Went to the conference last night, basically it was all about (free beers & foods,) presentation & debates from developer's perspective between 3 major mobile platform + cross platform.
It was present in a more friendly way than what I thought to be, here are a little summary from it:
Android is catching up iOS in terms of Apps have developed per month:
pro:
- Developer-friendly with those who had wrote JAVA Swing before;
- The learning curve is starting with easy but will encounter hump at later stage;
- Free install on any android phone;
con:
- Pirate problem - free install on any android phone (yes, both pro & con).
- Compatible problem - inconsistency version of android OS with different handset (CPU speed, memory and resolution etc.)
iOS is still holding the crown, but I feel people is getting a bit of aesthetic fatigue with it.
pro:
- Apple controls the version update and handset standard (only Apple products running iOS);
- Rich documentation and examples from Apple;
- No pirate problem, money guaranteed;
con:
- Approval process of Apps required to go through Apple, and need to pay money before putting on shelf.
- Object-C and iOS dev kit require a bit more time to get familiar with, hump at begging of the learning curve.
Windows Phone 7 was all re-designed, they learnt a lot of experience from previous two platform.

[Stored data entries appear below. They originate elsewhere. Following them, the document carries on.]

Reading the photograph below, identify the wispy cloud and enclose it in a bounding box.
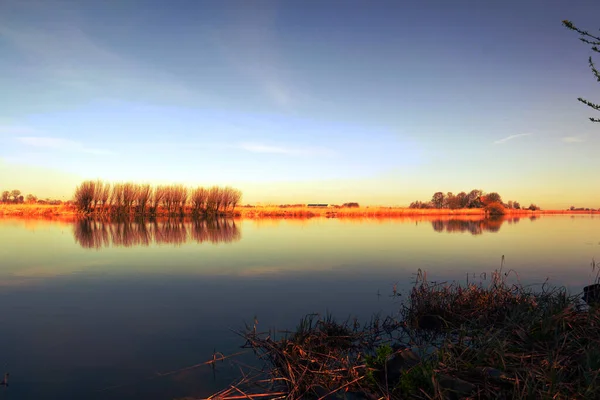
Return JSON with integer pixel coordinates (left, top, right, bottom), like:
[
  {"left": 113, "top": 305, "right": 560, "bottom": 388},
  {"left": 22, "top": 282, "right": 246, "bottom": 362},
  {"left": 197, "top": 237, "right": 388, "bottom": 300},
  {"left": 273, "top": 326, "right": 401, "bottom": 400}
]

Plus that Microsoft is putting huge amount of money into it, it looks promising.
The demo was directly projected from the prototype phone (previous two were through slides), which was pretty cool.
Its new clean & slice Zune style UI gave me some impression on over those iPhone style touch-phone UI (although android does provide some different things, such as widget/gadget on dashboard)

pro:
- Backed by the powerful Visual Studio & .net, this isn't something like iOS devkit or Eclipse can compete with.
- Instant wealth feedback with Microsoft's money support even before you start list your apps.
- Microsoft chose some middle way between Android & iOS:
a. Controlling with approval, but also allow you to invite people for free install.
b. Still have different manufactures but they mentioned they will control the version updates and standardisation.
con:
- Still need to wait for market reaction after a real phone on shelf.
- The conference was sponsored by Microsoft, and they present in a more user experience way rather than from developer's perspective.
Cross-Platform basically means you write apps as web app, good for writing small scale apps.
pro:
- With a local platform wrap you can write core codes once and able to run on all kind of OS.
- Easily hop on for those web developers - cross languages.
con:
- Compatible problem, different resolutions etc.
- Performance problem because app is not running in native code.
- Development curve might be hump after humps.
Overall I felt that if Apple is not going to do any change in future years, they might fall behind with the fierce growing of Android and menacing return of the Windows Phone.
However consumers will be happy to see the competition in smartphone world is going into a new stage soon.